Sick army doctor wants answers
As PAUL KNOX reports, Canada's military refuses to demand probe into Balkan illnesses
http://www.theglobeandmail.com/gam/International/20010105/UBALKN.html
PAUL KNOX
With reports from Reuters News Agency and Agence
France-Presse
Friday, January 5, 2001

A Canadian Forces veteran diagnosed with leukemia after serving in Bosnia urged Ottawa yesterday to join the call for a NATO investigation into the use of depleted-uranium ammunition in the Balkans.

Reza Mehran, a former army major and surgeon, said Canada should join Italy, Belgium and Portugal in urging the North Atlantic Treaty Organization to find out whether soldiers' deaths from leukemia are linked to uranium in thousands of shells that alliance forces fired over the war-torn region.

Six Italian soldiers have died from leukemia after serving in Bosnia. Five Belgian troops and one from Portugal have also died from suspicious causes, leading their governments to call for a NATO investigation.

"What is important is to find out how many people are sick and with what, and to find out where they were," Dr. Mehran, 39, said from his home in Ottawa.

But the Canadian Forces director of medical policy said there is no evidence that depleted uranium has made Canadian peacekeepers sick, and no reason to widen a voluntary testing program for veterans.

In fact, Colonel Ken Scott, the doctor responsible for the depleted-uranium testing, said a comprehensive program to test veterans for traces of uranium could itself raise the rate of anxiety-induced illness among test subjects.

"Being concerned or worried can make you unwell," he said.

Depleted uranium, known as DU, is a high-density byproduct of the process used to make uranium fuel for nuclear weapons and reactors. Shells and missiles containing it pack a stronger penetrating punch, and it is used to strengthen armour plating.

Last month, NATO said U.S. planes fired 10,800 DU shells in Bosnia during 1994 and 1995 when the alliance carried out several United Nations-sanctioned air strikes to punish Bosnian Serb forces for attacks against civilians and peacekeepers.

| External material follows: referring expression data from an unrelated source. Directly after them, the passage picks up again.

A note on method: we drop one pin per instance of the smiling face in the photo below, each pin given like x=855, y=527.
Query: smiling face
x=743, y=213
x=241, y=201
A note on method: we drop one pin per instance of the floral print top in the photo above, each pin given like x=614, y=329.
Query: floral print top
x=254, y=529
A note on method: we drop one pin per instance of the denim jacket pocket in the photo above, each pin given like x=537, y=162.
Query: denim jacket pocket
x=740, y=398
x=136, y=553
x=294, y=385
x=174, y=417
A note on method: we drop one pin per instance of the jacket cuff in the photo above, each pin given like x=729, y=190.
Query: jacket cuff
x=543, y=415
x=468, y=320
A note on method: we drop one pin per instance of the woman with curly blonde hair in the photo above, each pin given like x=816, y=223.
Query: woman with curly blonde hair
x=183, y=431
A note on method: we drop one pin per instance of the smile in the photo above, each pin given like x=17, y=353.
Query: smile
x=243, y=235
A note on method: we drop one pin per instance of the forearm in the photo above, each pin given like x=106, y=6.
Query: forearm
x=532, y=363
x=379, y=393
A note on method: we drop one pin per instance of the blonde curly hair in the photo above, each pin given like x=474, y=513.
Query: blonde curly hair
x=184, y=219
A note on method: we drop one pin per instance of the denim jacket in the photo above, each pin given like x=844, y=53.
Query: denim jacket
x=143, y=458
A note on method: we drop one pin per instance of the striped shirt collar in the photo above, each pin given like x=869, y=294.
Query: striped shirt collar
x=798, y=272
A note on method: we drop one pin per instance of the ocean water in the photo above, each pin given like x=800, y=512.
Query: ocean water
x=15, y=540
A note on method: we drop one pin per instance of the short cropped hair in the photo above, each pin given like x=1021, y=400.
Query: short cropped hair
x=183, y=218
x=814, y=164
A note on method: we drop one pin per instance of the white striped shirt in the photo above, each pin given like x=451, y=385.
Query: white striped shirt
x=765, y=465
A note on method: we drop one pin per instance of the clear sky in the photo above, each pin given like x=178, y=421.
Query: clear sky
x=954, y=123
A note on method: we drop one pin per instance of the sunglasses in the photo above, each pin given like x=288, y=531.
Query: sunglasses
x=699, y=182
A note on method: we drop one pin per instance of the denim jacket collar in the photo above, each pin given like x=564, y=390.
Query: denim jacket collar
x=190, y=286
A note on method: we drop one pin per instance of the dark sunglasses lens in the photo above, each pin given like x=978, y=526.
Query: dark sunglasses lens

NATO officials said the use of DU weapons was never a secret, but Italian Defence Minister Sergio Mattarella later said Italy did not know they had been deployed.

The alliance has also acknowledged using DU ammunition during another Balkan campaign: its 1999 onslaught in Kosovo.

Captain Daryl Morrell, a spokesman for Canada's Department of National Defence, said he doesn't know whether Canadian officials knew DU ammunition was being used in Bosnia.

Concern about exposure to DU surfaced after the 1991 Persian Gulf war, when thousands of U.S. veterans reported unexplained health problems that became known as Gulf War syndrome.

More recently, Balkan syndrome fears have been expressed by veterans of UN peacekeeping missions in Bosnia and Croatia, as well as by NATO forces that operated there.

Environmental scientists have said ingested uranium can seriously affect a person's health. But U.S. and Canadian military officials have said that extensive studies show that uranium levels in the tissues of veterans are no higher on average than among civilians, and that those veterans who do have elevated levels show no abnormal illness rates.

Dr. Mehran is a former military surgical-hospital chief. He served with a UN force near Sarajevo in 1993 and a NATO force in northern Bosnia in 1996 for a total of nearly a year.

He was diagnosed with leukemia and bone cancer after falling ill overseas. The leukemia, or blood cancer, is in remission and the bone cancer appears to be gone after a knee-replacement operation, he said.

He said he could have been exposed to uranium in fumes or dust, or in the blood of dead soldiers during autopsies, but he doesn't know whether his illnesses are related to the radioactive element.

"It would be nice to know," he said.

But Col. Scott said a Canadian study of more than 6,000 Persian Gulf and Balkan veterans showed no abnormal illness rates.